The removal of Eiji Sugi, one of a number of Alaska Airlines employees assigned to work groups investigating various aspects of the crash, arose from a dispute over grease used to lubricate a key steering mechanism in the MD-83 jet, The Seattle Times reported.

The newspaper reported that the National Transportation Safety Board rarely removes people from a crash investigation panel.

Sources said Sugi's dismissal stemmed from what board officials considered an excessively aggressive effort by the airline to emphasize the possible role of Boeing-approved grease in the crash.

Alaska and Boeing are defendants in wrongful-death lawsuits stemming from the crash. All 88 passengers and crew were killed when the plane slammed into the ocean off Port Hueneme, Calif., on Jan. 31, 2000, on a flight from Puerto Vallarta, Mexico, to San Francisco and Seattle.

On Wednesday the safety board released a letter dated Nov. 2 from John Clark, its director of aviation safety, to Terry Clark, Alaska Airlines director of flight safety and lead representative to the crash probe.

''The safety board's investigative staff believes Mr.
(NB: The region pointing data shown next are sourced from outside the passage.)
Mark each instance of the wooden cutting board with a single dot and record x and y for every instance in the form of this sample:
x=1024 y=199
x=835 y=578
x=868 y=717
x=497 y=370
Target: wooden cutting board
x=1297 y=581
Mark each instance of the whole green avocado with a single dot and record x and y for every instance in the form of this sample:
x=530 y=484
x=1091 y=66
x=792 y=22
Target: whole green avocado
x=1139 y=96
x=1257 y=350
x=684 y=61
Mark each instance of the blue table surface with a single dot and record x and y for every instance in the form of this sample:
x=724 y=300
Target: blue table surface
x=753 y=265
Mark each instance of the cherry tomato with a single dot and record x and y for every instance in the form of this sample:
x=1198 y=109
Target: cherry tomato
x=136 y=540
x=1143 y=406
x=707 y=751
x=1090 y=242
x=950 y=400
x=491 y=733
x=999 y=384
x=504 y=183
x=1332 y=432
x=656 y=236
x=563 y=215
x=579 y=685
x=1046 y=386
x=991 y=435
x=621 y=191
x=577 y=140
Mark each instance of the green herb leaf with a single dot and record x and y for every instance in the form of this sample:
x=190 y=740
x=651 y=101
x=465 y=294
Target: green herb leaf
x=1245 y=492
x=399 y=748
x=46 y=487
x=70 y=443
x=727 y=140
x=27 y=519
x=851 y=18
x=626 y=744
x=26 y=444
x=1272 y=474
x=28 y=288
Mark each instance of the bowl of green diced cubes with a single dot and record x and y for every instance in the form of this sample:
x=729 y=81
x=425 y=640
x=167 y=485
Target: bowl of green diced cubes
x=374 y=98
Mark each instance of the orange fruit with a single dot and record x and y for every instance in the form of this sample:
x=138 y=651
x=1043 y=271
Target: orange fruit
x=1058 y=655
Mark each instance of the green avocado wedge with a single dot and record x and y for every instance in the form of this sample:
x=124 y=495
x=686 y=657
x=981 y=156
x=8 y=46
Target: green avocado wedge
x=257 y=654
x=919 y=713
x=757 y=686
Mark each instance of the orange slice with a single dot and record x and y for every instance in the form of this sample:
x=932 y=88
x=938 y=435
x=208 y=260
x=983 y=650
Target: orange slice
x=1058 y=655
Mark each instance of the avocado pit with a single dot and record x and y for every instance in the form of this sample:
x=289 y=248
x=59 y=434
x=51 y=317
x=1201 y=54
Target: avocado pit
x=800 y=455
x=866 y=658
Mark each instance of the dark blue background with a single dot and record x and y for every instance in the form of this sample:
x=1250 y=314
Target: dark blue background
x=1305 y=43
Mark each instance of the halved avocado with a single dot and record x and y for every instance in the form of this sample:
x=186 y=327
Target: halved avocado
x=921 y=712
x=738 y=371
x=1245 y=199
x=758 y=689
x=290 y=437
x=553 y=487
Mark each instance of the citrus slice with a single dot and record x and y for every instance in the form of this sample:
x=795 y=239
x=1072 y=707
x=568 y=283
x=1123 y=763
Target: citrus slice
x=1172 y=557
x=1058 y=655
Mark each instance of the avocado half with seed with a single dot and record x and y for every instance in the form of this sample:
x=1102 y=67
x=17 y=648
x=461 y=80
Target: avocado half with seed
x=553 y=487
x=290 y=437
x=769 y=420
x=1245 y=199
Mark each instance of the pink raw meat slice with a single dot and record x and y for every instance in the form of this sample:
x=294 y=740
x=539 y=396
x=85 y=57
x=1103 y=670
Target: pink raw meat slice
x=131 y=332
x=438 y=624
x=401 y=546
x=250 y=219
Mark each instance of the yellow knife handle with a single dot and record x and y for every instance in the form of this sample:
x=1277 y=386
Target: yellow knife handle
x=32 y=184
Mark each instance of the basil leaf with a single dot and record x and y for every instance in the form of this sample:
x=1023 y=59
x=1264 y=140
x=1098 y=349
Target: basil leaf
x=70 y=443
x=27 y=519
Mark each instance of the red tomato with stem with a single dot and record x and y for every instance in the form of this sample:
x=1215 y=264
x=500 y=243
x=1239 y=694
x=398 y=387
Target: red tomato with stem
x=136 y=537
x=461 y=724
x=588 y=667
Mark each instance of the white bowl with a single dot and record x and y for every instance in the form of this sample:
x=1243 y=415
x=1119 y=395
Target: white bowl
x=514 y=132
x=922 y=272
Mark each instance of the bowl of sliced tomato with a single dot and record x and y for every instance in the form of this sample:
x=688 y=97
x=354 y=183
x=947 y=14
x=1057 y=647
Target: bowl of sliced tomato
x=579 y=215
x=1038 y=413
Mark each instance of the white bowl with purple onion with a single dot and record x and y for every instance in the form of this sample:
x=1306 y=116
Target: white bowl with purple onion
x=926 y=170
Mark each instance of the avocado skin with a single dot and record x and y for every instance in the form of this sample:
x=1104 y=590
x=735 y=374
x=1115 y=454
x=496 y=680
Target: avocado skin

Sugi's participation has delayed and frustrated the Lubricating Grease Investigation Group's efforts to properly address issues related to grease,'' Clark wrote.

Sugi lacked ''technical expertise necessary to discuss issues. ... More importantly, his lack of expertise and failure to understand and communicate technical issues have caused unnecessary work ... and have been counterproductive to the overall efforts of the group,'' he added.

The move should not reflect on Sugi personally or on his competence in his field of expertise, and the panel was willing to accept another Alaska Airlines employee with a suitable background, Clarke wrote

Sugi could not be reached for comment by The Seattle Times. A call to Alaska Airlines by The Associated Press on Thursday was not immediately returned.

Alaska Airlines officials accept the action because ''our representatives serve at the pleasure of the NTSB,'' the company said in a statement.

Airline officials have suggested that switching to AeroShell 33 grease could have caused corrosion in the 2-foot jackscrew that controls up-and-down movement in the tail wing of the twinjet.

Alaska originally used Mobilgrease 28 on MD-80-series planes as recommended by McDonnell Douglas, the plane's builder. After Boeing acquired McDonnell Douglas in 1997, Alaska asked about switching to AeroShell 33, which Boeing has long recommended for its planes.

Records show Boeing experts had ''no technical objection'' but advised the airline to monitor the change.

In a presentation about a month ago at the board headquarters in Washington, D.C., Alaska Airlines officials ''wanted to put the burden on Boeing for this grease deal,'' a participant who is not associated with Boeing told The Times.

Alaska Airlines began tests with the two greases last year, an action criticized by the board as a breach of protocol in the crash investigation.

The federal panel subsequently began its own grease tests, which so far have failed to indicate that corrosion related to grease could have caused the jackscrew assembly to fail, an official close to the case told The Times.